L’occasion donc de découvrir culturellement ce pays. On est plongé au cœur de cette ville avec ses us et coutumes. Notamment, en ce qui s’agit de la façon de travailler pour gagner sa vie quand on vient d’une classe populaire. La manière de filmer peut paraître un peu amateur, mais cela donne la force et de l’authenticité. Ce n’est pas un cinéma qui a beaucoup de moyens. Cela se voit, mais ce n’est pas dérangeant. Ce qui pour beaucoup aurait été un handicap, ce drame arrive à le transformer en force.

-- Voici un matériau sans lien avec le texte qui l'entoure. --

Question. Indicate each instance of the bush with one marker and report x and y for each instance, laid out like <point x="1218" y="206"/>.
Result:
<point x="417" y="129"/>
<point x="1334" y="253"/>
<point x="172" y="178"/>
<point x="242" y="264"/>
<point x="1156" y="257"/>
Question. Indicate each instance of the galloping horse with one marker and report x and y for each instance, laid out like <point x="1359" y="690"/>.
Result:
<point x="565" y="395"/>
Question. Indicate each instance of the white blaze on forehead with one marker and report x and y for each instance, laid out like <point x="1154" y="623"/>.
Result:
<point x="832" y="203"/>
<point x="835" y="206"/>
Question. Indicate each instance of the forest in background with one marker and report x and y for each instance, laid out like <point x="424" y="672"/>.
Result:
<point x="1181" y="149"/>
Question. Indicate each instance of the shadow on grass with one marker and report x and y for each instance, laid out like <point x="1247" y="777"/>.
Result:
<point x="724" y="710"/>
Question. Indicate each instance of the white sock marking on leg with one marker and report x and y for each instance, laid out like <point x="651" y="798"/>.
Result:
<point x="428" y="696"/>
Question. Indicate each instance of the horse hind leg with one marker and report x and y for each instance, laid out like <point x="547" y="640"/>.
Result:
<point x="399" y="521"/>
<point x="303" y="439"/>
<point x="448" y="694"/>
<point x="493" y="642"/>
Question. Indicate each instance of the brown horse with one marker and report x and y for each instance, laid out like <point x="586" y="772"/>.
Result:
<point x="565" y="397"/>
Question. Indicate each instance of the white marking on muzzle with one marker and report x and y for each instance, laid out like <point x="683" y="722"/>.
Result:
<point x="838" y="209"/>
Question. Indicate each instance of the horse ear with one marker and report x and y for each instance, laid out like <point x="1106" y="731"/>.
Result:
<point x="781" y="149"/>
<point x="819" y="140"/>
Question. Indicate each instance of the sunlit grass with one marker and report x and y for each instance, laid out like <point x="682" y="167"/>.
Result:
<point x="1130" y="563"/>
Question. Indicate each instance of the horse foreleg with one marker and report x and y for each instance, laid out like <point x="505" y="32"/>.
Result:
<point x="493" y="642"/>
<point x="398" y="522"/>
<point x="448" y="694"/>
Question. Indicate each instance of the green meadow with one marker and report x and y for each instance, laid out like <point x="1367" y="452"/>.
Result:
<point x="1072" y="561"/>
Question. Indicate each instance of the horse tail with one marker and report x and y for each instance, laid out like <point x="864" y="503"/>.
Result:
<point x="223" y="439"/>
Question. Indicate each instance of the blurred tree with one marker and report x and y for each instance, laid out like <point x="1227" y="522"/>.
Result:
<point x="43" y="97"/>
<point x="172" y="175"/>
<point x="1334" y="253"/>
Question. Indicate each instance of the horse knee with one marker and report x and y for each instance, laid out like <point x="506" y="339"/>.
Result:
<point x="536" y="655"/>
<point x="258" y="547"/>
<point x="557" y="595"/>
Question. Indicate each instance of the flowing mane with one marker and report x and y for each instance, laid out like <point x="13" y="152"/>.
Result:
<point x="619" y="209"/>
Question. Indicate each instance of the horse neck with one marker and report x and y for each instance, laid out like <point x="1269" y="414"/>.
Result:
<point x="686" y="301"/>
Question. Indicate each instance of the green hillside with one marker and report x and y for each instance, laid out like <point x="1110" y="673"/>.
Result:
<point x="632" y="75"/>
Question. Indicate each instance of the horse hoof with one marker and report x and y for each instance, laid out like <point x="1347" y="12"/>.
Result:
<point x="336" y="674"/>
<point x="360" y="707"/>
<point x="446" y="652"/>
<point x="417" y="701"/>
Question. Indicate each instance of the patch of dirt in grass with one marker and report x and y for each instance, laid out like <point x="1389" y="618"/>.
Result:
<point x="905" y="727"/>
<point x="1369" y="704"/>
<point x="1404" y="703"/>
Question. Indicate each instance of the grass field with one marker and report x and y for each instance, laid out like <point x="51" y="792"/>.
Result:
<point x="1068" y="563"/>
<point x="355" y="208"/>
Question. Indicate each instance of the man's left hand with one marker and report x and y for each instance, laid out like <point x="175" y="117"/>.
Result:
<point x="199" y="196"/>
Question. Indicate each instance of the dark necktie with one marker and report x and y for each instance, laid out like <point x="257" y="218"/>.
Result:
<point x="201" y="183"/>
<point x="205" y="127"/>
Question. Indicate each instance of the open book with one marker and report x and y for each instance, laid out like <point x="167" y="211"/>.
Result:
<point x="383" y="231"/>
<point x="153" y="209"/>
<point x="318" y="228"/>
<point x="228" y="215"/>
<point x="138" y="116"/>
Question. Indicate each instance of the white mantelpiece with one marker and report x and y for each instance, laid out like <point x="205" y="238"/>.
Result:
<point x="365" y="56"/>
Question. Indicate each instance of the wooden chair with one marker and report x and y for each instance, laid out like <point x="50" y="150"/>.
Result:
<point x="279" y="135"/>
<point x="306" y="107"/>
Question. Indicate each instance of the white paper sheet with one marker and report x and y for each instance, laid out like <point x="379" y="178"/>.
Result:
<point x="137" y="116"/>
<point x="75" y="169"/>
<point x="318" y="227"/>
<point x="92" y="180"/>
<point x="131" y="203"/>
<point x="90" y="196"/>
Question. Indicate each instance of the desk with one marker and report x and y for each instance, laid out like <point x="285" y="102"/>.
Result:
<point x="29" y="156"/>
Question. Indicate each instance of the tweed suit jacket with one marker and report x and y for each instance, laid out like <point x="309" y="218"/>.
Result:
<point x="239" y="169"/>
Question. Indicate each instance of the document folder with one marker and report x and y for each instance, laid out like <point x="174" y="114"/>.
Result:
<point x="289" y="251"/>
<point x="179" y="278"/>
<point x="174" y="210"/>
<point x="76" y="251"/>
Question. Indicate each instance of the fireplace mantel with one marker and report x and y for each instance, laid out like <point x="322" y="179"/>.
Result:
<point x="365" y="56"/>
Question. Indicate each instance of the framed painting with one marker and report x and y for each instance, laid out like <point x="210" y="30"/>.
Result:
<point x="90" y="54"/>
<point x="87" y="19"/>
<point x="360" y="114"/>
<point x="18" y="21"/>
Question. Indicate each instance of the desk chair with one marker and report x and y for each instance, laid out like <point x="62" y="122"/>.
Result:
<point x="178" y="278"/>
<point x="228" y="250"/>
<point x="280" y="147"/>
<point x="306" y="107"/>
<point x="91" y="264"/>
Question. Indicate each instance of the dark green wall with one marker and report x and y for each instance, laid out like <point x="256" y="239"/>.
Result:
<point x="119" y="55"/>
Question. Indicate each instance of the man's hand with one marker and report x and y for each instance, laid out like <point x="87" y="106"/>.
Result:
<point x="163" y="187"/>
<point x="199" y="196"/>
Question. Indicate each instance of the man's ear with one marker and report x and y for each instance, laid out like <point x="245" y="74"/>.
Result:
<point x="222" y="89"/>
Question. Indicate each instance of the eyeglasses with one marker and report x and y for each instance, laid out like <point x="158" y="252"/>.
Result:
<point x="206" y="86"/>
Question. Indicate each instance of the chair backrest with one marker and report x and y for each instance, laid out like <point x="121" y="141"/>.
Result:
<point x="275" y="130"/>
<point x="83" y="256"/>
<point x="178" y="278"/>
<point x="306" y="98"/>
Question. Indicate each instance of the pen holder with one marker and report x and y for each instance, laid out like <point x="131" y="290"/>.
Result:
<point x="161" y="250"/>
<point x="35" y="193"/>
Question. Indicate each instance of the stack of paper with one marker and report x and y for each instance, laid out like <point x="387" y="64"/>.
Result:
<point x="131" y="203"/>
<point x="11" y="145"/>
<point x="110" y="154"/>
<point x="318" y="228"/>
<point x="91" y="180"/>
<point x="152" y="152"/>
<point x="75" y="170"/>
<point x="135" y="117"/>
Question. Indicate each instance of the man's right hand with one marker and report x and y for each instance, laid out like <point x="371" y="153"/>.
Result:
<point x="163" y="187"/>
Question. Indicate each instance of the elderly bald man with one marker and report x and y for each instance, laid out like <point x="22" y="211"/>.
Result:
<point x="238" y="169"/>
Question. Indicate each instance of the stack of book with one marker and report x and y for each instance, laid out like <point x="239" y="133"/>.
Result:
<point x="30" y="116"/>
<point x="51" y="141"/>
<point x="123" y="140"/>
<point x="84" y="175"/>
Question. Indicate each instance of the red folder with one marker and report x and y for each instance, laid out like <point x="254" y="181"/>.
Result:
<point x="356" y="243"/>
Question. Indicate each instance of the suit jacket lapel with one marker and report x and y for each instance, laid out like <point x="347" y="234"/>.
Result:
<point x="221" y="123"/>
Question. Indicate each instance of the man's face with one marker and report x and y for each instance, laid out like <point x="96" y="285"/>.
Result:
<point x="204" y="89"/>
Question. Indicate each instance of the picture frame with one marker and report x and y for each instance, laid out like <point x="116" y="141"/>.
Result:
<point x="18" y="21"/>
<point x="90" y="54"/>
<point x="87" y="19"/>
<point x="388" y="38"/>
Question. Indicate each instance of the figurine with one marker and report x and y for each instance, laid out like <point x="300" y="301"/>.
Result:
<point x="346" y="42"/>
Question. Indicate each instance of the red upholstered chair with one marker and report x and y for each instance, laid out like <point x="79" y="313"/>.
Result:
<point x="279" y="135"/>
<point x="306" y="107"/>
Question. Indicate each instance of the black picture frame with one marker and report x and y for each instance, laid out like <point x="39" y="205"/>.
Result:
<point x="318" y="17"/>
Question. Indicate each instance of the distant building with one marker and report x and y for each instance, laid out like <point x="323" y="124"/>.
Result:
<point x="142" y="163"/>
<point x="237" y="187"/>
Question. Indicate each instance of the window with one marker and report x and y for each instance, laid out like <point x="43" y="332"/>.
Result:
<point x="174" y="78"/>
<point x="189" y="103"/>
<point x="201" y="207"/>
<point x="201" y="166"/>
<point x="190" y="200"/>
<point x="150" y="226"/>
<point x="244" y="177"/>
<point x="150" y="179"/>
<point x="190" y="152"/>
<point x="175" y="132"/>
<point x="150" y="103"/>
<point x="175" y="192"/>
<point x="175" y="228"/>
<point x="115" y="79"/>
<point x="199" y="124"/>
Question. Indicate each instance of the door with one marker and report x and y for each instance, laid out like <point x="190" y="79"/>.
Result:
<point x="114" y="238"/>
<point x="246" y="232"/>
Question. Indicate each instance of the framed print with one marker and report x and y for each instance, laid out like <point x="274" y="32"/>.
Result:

On est donc totalement avec les agonistes qui font le maximum pour vivre. L’un est issu d’une mine qui a fermé et va se débrouiller pour pouvoir se sustenter. L'autre est une sorte de chaman et il va selon là où le vent le mène. Deux modes de vie totalement différents, mais qui vont bien montrer la complexité sociale bolivienne. Ce film se regarde, s’observe et se vit.
Le revers de la médaille est qu’on a l’impression par moments que c’est un peu de l’improvisation. Les personnages font leur vie et il n'y a pas forcément de fil conducteur. Il faut donc bien prendre en compte que l’intérêt de Le grand mouvement est une immersion et non l’intensité d’un récit. Une vision qui ne peut pas plaire à tout le monde, mais qui à coup sûr trouve ses fans. Les acteurs non-professionnels ont l’air de vivre leur situation. Parfois, cela sonne tellement vrai qu’on ne sait pas si nous sommes devant une fiction ou un documentaire. Sur ce point, on peut donc dire que c’est une réussite.
A la vision de "Le grand changement", il n’est pas interdit de penser au cinéma du thaïlandais Apichatpong Weerasethakul. En effet, on retrouve dans ce film, comme dans d’autres films réalisés en Amérique du Sud ou en Amérique Centrale, comme, par exemple, "La danse du serpen"t de Sofia Quirós Ubeda, cette rencontre subtile entre monde du réel et présence du surnaturel. Il n’a d’ailleurs pas été étonnant de constater que c’est en Colombie que Apichatpong Weerasethakul a réalisé "Memoria", son film le plus récent ! Toutefois, tout en étant souvent très onirique, tout en étant aussi souvent proche d’un cinéma expérimental, avec des images déformées et une utilisation très particulière du son, "Le grand mouvement" est aussi un véritable documentaire sur la Bolivie, une Bolivie en pleine évolution, partagée entre survivance du passé et modernisme, vieilles croyances impliquant le diable dans l’apparition d’une maladie face à la médecine moderne, vieilles demeures branlantes face à des habitations contemporaines. Dans ce film tourné en 16 mm, le côté documentaire est d’autant plus sensible que les comédiens et comédiennes sont tou.te.s des non professionnel.le.s. Max Bautista Uchasara, l’interprète de Max, le réalisateur le connait depuis 2004 et il n’imaginait pas réaliser son film sans sa présence. Même si, gêné par la présence de la caméra, il a été finalement moins présent que ce qu’en attendait Kiro Russo, il lui a apporté beaucoup en lui montrant des choses qu’il ne connaissait pas, qu’il n’avait jamais vues. Film souvent déroutant, Le grand changement est une expérience cinématographique qui mérite d’être vécue.